Out of Frame: Citizenship in the Dominican Republic

By Nathan Nye

What happens when two countries that share a small island and a largely contentious history make decisions about citizenship? Controversy.

Last week Kenan hosted Duke professors Michaeline Crichlow and Deborah Jensen to discuss the issue of citizenship and statelessness in the Dominican Republic with lawyer Nassef Perdomo and scholar/public intellectual Rosario Espinal as part of our Conversations in Human Rights series.

As someone who was completely illiterate about the statelessness of Haitians in the Dominican Republic, I was fascinated by the topic, particularly the issue of framing so inherent in the debate (framing as an academic term generally means the way in which those with influence create social reality or the terms in which we explain a social reality).

For a little historical background, when the sugar industry was booming, thousands of Haitians came to the Dominican Republic to work, and many stayed. As other industries expanded, more Haitians came to find work in the DR. Now, generations later, the Dominican government has retroactively applied “traveling” status to some people’s Haitian ancestors effectively revoking citizenship or the understanding of citizenship.

This is an incredibly simplistic explanation, but it serves the basic function of what I want to discuss- framing.

According to our experts, the argument that the government has made on the issue is not that those of Haitian descent shouldn’t have citizenship, but rather the decision is the government’s to make.

The Dominican government has made what is either an incredibly narrow or a bullishly stubborn argument that Haitian citizenship does not have anything to do with classism, racism, and historical hatred, but rather sovereignty.

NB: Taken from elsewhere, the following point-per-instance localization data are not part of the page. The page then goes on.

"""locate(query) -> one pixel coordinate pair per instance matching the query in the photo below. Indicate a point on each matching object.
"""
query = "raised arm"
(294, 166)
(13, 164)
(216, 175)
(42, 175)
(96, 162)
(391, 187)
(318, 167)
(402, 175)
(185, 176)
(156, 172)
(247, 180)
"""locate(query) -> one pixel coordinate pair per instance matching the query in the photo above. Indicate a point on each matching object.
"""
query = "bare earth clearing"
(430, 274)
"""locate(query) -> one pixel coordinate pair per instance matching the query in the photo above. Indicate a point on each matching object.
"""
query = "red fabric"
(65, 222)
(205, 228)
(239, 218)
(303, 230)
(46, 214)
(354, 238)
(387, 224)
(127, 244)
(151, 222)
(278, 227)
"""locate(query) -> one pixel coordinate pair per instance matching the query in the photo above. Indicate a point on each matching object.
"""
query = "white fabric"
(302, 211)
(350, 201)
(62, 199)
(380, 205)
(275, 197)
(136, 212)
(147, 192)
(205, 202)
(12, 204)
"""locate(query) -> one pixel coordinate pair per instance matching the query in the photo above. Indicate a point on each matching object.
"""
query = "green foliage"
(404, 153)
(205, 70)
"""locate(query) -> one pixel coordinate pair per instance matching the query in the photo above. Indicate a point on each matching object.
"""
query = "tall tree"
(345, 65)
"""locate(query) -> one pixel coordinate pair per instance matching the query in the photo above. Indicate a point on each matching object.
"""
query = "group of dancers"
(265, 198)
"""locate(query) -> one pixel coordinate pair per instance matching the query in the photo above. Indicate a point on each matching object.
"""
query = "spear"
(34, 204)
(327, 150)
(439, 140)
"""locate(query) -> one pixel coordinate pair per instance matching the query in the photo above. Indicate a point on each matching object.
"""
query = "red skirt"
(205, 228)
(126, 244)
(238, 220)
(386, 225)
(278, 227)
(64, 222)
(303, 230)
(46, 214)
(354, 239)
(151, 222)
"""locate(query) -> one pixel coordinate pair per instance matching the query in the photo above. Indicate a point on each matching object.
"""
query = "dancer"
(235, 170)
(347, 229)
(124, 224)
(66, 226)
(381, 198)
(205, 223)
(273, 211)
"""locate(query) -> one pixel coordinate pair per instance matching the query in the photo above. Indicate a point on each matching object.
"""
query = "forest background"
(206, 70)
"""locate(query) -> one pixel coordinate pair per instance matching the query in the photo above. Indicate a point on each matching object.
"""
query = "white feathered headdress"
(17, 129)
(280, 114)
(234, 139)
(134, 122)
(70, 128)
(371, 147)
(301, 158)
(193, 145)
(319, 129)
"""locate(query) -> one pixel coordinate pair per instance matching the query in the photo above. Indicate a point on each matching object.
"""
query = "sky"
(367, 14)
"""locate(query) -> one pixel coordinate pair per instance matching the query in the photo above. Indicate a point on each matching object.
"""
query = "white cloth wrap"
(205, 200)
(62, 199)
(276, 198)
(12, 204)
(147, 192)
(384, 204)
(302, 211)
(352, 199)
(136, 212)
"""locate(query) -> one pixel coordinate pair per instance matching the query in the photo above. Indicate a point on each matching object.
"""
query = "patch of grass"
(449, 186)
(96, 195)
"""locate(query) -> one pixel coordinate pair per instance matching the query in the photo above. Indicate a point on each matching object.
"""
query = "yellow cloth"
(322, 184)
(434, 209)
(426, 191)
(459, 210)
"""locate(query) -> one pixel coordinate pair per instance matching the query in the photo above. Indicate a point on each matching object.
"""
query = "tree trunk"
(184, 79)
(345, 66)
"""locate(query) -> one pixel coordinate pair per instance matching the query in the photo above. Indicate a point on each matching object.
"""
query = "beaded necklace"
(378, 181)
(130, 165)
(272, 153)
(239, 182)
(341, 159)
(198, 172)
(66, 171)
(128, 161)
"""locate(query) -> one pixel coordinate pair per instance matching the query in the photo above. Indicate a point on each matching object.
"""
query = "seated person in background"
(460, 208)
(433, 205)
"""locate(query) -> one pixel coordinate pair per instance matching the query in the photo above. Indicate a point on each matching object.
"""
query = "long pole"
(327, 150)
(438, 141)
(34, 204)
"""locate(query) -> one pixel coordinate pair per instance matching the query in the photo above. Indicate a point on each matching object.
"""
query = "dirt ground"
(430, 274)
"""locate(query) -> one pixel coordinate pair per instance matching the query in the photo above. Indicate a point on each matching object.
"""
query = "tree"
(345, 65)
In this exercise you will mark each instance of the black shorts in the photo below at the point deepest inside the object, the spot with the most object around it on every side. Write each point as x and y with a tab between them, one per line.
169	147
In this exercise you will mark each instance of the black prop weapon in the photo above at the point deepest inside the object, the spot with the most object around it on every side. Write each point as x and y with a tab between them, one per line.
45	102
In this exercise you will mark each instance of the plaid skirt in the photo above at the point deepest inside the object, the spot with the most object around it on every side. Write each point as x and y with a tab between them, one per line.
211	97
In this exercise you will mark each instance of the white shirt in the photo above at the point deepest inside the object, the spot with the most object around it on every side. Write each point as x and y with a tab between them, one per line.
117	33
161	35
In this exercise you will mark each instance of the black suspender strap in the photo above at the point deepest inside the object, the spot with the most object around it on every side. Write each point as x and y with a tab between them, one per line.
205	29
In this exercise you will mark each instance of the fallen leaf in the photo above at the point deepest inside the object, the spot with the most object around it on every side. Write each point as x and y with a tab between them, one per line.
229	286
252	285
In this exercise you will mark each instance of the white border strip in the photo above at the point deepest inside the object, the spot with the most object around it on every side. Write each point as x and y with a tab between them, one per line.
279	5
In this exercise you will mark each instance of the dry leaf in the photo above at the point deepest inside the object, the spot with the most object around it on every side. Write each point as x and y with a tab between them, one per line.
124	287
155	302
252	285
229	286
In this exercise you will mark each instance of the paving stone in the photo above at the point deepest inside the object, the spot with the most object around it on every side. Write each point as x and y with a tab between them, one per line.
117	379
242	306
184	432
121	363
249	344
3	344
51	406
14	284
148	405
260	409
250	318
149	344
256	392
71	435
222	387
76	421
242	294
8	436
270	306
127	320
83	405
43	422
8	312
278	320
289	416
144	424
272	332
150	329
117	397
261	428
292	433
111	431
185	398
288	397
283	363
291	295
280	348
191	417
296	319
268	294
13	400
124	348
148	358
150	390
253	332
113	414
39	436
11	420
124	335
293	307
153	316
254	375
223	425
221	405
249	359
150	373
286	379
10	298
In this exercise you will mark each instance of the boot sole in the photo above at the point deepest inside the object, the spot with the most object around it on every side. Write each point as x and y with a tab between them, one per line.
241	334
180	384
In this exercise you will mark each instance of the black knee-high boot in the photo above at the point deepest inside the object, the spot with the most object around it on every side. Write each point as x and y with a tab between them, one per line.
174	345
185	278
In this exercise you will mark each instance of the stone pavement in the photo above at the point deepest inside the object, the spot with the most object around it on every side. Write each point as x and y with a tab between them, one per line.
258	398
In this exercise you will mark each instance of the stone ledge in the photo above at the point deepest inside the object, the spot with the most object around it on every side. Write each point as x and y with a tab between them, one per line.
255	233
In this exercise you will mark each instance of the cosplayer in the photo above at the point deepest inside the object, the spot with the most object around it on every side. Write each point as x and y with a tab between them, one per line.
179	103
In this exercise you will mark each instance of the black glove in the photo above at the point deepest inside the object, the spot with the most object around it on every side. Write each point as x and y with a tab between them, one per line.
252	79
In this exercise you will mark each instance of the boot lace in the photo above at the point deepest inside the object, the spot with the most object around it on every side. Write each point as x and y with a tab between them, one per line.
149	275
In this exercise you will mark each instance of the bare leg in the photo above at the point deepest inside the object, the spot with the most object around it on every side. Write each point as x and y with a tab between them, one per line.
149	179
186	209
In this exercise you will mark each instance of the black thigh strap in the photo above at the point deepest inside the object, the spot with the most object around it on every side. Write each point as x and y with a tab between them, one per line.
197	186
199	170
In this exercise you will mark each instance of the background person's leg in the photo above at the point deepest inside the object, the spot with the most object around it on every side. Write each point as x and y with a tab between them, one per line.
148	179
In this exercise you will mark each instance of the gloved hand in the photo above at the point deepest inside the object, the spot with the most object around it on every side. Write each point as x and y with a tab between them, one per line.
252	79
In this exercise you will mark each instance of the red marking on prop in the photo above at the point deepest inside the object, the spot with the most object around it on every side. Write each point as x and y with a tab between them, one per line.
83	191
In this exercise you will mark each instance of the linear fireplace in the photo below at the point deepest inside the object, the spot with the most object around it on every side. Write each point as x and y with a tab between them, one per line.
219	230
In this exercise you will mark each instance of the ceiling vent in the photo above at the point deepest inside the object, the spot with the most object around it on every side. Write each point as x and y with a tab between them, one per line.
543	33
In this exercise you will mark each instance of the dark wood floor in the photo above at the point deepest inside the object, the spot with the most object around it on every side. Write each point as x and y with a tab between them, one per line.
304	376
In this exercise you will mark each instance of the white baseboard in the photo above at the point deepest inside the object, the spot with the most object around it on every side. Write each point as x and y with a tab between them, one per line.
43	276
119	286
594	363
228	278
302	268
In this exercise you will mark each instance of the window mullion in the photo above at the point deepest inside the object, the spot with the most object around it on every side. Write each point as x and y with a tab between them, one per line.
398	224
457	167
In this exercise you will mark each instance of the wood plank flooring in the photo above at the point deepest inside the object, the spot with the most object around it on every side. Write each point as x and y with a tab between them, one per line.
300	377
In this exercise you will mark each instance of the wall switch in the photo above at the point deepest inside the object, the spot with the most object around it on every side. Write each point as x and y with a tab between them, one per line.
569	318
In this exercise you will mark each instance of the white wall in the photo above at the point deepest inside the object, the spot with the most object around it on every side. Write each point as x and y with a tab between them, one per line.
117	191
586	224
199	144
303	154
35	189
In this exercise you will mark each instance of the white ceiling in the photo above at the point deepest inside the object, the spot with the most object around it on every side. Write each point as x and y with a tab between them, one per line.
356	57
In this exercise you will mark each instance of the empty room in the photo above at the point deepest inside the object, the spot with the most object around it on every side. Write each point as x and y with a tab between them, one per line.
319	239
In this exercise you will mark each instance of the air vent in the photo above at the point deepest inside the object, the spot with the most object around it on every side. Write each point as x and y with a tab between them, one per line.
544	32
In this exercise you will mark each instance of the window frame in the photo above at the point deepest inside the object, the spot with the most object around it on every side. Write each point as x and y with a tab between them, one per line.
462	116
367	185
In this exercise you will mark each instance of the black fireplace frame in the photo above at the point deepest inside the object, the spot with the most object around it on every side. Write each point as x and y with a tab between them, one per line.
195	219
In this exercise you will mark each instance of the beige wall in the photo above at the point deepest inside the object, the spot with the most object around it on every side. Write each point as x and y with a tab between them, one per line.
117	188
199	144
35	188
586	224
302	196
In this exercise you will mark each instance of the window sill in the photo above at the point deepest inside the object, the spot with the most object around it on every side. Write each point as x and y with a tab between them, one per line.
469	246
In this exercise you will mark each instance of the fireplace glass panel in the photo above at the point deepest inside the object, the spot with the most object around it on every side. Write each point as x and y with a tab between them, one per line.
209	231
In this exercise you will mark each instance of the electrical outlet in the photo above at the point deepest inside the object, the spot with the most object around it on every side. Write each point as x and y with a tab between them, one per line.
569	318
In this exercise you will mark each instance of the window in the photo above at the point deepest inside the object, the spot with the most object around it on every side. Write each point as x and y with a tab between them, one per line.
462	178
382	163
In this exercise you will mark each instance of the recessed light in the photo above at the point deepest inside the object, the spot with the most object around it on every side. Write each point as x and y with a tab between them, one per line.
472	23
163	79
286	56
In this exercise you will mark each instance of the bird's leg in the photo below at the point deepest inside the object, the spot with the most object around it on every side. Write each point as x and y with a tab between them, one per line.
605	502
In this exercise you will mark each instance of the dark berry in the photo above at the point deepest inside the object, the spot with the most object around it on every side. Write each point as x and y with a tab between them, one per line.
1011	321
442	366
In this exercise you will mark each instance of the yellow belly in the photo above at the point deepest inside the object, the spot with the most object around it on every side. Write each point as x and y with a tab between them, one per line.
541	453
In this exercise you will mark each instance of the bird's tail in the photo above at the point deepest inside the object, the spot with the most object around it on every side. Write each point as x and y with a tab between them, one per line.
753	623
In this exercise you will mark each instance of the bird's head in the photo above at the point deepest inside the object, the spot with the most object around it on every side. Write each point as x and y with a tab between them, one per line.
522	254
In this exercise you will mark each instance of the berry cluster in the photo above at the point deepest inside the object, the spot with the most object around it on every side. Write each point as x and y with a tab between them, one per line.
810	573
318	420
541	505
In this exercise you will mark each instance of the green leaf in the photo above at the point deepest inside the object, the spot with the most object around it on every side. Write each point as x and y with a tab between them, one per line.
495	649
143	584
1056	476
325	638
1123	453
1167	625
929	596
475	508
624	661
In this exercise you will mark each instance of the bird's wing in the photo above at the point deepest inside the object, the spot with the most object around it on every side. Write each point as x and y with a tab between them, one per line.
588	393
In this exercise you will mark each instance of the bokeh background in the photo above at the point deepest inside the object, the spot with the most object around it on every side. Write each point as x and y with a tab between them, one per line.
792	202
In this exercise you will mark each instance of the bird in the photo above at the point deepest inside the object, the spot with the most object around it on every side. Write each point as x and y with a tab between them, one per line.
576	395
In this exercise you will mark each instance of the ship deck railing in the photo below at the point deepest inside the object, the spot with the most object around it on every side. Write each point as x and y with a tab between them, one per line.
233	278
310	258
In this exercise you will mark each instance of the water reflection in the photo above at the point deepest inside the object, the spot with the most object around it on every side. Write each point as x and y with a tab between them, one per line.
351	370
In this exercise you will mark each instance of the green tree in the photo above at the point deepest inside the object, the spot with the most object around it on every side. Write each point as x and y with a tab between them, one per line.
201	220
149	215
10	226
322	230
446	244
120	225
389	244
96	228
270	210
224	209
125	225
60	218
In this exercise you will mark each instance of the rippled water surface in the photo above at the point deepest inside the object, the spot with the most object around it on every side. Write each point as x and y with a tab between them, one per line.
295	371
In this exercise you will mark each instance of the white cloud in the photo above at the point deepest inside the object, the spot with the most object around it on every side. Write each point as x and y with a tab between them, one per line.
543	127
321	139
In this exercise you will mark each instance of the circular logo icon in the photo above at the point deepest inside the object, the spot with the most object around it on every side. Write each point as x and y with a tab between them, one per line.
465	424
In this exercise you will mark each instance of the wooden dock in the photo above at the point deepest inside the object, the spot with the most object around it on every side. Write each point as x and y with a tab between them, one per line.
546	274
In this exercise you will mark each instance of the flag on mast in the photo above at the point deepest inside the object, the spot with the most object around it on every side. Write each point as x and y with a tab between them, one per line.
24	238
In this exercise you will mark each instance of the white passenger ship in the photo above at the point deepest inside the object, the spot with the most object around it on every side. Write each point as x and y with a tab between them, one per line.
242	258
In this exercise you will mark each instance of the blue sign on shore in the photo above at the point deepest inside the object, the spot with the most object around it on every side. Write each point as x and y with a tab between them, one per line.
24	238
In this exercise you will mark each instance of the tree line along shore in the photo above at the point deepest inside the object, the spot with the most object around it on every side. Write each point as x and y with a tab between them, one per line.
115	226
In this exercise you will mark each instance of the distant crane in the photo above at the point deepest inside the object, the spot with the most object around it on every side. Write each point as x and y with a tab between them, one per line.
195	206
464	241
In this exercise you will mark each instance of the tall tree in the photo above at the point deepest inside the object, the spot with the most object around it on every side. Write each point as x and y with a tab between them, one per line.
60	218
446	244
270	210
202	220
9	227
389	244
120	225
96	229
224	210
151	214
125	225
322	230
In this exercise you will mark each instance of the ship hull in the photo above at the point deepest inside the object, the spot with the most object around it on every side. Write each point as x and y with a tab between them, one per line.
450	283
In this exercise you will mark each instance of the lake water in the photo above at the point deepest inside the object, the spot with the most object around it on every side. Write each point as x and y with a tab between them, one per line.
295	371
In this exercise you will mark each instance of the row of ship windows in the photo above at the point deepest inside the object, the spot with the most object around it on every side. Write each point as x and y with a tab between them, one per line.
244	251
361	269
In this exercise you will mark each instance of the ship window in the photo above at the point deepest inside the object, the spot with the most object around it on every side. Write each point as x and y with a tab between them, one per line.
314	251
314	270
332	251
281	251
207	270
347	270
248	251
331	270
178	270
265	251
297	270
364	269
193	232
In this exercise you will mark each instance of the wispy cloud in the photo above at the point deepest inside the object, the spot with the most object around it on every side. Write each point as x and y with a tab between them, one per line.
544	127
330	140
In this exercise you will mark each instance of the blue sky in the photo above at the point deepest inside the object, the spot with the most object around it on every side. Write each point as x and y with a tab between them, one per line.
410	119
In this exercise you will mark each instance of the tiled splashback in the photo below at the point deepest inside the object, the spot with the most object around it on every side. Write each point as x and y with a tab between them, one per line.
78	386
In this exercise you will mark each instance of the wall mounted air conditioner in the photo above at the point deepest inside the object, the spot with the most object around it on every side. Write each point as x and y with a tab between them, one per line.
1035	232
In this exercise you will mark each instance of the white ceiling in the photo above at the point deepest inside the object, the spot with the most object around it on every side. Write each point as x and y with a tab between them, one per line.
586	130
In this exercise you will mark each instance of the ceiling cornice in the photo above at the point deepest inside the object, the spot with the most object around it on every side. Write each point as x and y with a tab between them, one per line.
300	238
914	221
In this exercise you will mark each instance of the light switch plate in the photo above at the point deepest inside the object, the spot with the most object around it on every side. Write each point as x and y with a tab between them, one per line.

Thus far they’ve been able to hold this line.

As a journalism enthusiast, I’ve always been fascinated with framing. Large institutions have an incredible power to direct and diffuse criticism by addressing issues from a particular lens. Who decides that position? Why are they approaching it from a certain angle? What is getting dismissed when a frame becomes too narrow?  The ethical implications of framing are endless, and I was fascinated to hear about them in the context of the Dominican Republic today.

A huge thanks to our panelists and discussants for such a lively conversation!